Optimal default boundary

Let x be the positive root of the characteristic quadratic \tfrac{1}{2}\sigma_A^2 y^2 + (r - \delta - \sigma_A^2/2)y - r = 0:

\[x = \frac{\sqrt{(r - \delta - \sigma_A^2/2)^2 + 2r\sigma_A^2} - (r - \delta - \sigma_A^2/2)}{\sigma_A^2}.\]

The smooth-pasting condition yields

\[V_B^* = \frac{(1 - \tau)\,C\,x}{r\,(1 + x)}.\]

Default probability

For V > V_B:

\[\mathrm{PD} = \left(\frac{V_B}{V}\right)^x \in (0, 1].\]

(Below the boundary, \mathrm{PD} = 1 — the firm is already in default.)

Equity and debt values

\[E(V) = V - \frac{(1 - \tau)C}{r}\,\bigl(1 - \mathrm{PD}\bigr) - (1 - \alpha)\,V_B\,\mathrm{PD},\]
\[D(V) = \frac{C}{r}\,\bigl(1 - \mathrm{PD}\bigr) + (1 - \alpha)\,V_B\,\mathrm{PD}.\]

The Modigliani-Miller decomposition E + D = V + \text{tax shield} - \text{bankruptcy cost} is preserved.

Example

from merton import Firm
from merton.extensions import LelandToftModel

firm = Firm(equity=30, debt_short=30, debt_long=40, equity_vol=0.50,
            rf=0.04, horizon=1.0)
result = LelandToftModel(
    coupon=5.0, tax_rate=0.25, bankruptcy_cost=0.30,
).fit(firm)
print(result.summary())
print("V_B*:", result.default_point)
print("PD :", result.pd)

When to prefer Leland-Toft

  • Capital-structure analytics. If you’re varying the coupon or tax treatment, the endogenous boundary is exactly what you want.

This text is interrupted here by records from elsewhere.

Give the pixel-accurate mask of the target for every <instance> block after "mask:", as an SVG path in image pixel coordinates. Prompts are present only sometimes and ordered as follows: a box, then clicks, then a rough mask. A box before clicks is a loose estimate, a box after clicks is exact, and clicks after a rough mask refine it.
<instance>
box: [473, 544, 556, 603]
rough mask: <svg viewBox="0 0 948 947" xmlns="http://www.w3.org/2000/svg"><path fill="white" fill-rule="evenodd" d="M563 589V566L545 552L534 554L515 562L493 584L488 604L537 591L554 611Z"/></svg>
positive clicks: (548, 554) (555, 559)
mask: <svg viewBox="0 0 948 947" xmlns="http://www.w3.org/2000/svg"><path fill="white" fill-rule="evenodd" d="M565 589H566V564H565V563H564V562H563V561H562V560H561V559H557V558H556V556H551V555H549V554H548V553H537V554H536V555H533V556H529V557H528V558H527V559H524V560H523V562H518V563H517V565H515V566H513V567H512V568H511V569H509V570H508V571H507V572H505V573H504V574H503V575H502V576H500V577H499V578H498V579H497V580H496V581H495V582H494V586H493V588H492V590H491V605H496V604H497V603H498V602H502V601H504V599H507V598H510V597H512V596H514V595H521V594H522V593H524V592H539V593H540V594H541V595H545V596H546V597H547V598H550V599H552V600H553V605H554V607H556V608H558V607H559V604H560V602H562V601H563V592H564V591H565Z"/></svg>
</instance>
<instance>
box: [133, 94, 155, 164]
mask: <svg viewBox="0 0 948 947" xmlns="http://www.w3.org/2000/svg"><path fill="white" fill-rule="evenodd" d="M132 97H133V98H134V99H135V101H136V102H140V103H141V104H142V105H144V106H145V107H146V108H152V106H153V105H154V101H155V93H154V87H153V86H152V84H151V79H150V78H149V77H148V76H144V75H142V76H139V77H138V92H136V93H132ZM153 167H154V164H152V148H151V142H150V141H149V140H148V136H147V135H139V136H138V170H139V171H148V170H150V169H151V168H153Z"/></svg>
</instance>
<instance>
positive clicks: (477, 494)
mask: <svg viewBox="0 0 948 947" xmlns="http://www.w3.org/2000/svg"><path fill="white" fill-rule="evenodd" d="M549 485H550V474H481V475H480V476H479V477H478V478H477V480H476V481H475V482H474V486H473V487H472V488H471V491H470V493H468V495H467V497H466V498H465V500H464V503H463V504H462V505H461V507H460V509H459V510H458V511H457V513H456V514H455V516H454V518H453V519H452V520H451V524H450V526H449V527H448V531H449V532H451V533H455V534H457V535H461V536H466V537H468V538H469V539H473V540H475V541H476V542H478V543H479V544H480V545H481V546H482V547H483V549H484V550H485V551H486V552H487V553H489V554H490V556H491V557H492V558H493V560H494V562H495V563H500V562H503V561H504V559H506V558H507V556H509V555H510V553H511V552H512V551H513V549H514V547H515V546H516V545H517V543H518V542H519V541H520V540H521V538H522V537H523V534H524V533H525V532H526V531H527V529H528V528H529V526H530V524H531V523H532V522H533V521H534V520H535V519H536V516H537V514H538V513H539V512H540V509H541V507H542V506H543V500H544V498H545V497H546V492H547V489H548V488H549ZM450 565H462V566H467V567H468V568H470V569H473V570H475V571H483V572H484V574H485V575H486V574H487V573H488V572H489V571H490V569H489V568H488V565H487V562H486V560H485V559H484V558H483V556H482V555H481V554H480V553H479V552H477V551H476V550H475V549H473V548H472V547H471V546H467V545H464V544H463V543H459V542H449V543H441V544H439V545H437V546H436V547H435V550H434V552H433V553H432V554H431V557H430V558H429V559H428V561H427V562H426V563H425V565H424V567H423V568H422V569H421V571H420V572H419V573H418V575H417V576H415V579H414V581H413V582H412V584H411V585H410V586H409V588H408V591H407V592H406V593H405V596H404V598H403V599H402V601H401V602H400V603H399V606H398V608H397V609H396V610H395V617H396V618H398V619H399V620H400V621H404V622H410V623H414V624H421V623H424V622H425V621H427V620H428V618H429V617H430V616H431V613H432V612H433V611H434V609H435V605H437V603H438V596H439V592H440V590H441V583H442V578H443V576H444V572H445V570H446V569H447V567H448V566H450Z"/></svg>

  • LBO and recap modeling. The optimal-stopping formulation captures how new debt issuance changes the default decision.

  • Bond pricing with embedded covenants. Pairing Leland-Toft with the Vasicek single-factor portfolio engine gives a self-consistent framework for both pricing and capital.

For “what’s this firm’s one-year PD?” Merton or KMV remain the simpler choices.